Bilal Hashmi wrote a nice article about HA today and in this article he asked a couple of questions. As I think the info is useful for everyone I decided to respond through a blog article instead of by commenting.

Let me start by saying that in general HA should never be disabled. The later versions of vSphere have a neat option called “Enable Host Monitoring”. This option should be used for scheduled network maintenance. The difference between disabling host monitoring and disabling HA is that disabling host monitoring does not cause a full reconfiguration (see screenshot below) of HA and a new election process. Just the “host monitoring” functionality is disabled, which is what you want in this scenario.

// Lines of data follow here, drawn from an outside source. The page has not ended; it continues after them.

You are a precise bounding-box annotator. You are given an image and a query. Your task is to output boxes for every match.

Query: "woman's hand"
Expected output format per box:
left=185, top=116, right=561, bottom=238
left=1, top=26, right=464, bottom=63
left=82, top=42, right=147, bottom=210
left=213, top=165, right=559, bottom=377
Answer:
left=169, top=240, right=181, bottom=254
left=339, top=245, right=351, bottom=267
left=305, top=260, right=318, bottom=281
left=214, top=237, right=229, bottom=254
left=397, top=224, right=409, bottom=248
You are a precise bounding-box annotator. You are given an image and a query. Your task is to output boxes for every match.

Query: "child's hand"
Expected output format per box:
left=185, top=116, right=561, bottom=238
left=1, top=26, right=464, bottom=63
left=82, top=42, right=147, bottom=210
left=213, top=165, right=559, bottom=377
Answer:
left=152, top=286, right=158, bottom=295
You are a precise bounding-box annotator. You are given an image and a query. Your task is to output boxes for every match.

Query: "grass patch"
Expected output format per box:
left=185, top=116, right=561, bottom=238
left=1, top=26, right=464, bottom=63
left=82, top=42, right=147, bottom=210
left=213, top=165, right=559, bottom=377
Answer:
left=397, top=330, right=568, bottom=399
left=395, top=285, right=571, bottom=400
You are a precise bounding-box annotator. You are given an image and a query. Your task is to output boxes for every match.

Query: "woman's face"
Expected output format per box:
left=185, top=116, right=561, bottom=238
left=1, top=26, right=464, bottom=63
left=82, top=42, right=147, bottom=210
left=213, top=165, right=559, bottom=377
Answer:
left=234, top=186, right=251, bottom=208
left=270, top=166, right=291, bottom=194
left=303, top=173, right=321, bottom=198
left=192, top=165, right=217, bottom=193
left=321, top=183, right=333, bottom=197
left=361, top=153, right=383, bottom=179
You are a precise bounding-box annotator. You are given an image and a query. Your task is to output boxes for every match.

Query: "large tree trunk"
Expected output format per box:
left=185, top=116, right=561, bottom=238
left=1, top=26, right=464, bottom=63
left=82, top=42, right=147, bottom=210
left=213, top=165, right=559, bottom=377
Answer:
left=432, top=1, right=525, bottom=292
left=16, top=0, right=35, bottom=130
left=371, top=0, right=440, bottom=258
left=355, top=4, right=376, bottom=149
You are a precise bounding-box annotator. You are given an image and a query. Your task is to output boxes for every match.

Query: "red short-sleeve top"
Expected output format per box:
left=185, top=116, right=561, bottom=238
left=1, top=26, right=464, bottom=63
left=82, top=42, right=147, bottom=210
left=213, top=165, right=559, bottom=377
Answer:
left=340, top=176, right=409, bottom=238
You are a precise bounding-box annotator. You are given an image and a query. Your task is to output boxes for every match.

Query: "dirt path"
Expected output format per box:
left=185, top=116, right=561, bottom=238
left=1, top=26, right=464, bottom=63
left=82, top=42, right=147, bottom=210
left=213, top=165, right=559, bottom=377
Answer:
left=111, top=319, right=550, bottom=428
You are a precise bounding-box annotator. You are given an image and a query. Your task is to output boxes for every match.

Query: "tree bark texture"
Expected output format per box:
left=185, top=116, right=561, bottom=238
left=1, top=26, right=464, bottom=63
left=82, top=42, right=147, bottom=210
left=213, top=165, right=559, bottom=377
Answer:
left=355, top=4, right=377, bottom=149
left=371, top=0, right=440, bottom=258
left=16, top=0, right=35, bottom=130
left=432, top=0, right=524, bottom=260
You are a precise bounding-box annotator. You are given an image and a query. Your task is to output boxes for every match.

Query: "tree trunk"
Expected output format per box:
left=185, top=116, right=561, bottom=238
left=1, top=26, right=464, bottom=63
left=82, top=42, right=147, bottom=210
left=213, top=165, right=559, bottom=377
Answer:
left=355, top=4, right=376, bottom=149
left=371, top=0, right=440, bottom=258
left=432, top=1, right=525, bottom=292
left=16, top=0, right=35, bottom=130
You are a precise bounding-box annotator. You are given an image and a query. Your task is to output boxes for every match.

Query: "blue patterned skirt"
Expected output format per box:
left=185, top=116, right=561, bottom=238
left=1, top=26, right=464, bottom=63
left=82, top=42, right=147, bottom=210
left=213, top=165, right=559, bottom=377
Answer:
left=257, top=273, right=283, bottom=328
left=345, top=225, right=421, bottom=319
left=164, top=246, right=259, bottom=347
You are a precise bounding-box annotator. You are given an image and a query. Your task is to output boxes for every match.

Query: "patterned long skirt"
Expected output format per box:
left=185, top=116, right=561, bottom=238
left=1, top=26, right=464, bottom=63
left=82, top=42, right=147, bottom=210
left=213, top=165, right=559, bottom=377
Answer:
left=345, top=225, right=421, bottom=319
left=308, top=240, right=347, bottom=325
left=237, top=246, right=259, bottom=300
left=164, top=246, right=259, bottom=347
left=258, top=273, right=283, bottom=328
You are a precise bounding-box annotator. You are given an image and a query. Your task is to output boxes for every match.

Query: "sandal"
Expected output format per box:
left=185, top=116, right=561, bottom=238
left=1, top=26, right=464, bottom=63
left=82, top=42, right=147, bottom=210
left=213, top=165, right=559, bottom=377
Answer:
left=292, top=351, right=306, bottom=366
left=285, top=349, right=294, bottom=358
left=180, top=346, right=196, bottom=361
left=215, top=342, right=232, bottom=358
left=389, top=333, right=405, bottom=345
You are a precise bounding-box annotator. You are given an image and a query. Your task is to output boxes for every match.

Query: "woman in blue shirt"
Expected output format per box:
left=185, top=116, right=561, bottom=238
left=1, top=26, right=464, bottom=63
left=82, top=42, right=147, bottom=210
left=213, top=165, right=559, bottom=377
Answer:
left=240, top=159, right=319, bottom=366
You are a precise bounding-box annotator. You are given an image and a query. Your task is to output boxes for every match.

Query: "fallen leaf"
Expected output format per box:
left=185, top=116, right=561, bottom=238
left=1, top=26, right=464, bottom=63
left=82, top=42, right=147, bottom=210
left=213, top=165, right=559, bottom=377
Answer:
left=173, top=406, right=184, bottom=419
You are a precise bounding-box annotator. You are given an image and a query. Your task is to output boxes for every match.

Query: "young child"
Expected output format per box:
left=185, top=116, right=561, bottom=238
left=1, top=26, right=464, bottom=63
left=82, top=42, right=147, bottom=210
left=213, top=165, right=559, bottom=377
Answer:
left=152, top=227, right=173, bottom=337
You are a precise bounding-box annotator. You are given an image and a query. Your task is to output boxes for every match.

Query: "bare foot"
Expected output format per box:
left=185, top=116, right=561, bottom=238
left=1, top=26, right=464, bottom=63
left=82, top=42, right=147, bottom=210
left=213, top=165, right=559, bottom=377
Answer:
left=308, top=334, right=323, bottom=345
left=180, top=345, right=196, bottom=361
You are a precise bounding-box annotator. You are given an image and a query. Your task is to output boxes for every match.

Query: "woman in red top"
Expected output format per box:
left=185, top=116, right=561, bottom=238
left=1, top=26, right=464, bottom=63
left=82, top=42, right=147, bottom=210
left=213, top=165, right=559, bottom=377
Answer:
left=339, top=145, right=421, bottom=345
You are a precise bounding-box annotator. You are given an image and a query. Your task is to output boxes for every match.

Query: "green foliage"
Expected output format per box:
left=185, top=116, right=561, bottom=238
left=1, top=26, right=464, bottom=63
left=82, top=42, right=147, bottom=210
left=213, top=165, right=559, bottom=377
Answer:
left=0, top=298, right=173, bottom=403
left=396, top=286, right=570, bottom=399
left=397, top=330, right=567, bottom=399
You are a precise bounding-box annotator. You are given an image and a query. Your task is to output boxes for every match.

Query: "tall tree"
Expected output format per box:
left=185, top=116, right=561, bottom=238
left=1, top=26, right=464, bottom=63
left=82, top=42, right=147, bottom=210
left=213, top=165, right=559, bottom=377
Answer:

Bilal asked multiple questions / made multiple statements in his article, I will respond to two of these specifically to explain the way HA handles failures/isolation:

In this case within 30 sec of the management network outage, each host would have declared itself isolated and wont attempt to restart any VMs like the primaries would in vSphere 5.

So why is this? As soon as a Master is isolated it will drop “ownership” of datastores on which VMs are running that are part of its cluster. Before the other hosts trigger the isolation response for a given VM they will validate if the datastore on which this VM is stored is “owned” by a master. In the case of a cluster wide isolation due to a network outage / maintenance the ownership would be dropped and this would result in HA not triggering the isolation response. This is a major change compared to vSphere 4.x and prior!

Now what happens when the network outage is over and the hosts are in a position to talk to each other? I have not been able to find documentation on whether an isolated host will enter an election (vSphere 4 or 5) ones the communication channel is open and bring the cluster back to life.

Lets focus on vSphere 5.0 as that seems most relevant. A host remains isolated until it observes HA network traffic, like for instance election messages OR it starts getting a response from an isolation address. Meaning that as long as the host is in “isolated state” it will continue to validate its isolation by pinging the isolation address. As soon as the isolation address responds it will initiate an election process or join an existing election process and the cluster will return to a normal state.

There’s absolutely no need to manually intervene. HA takes care of all of this for you.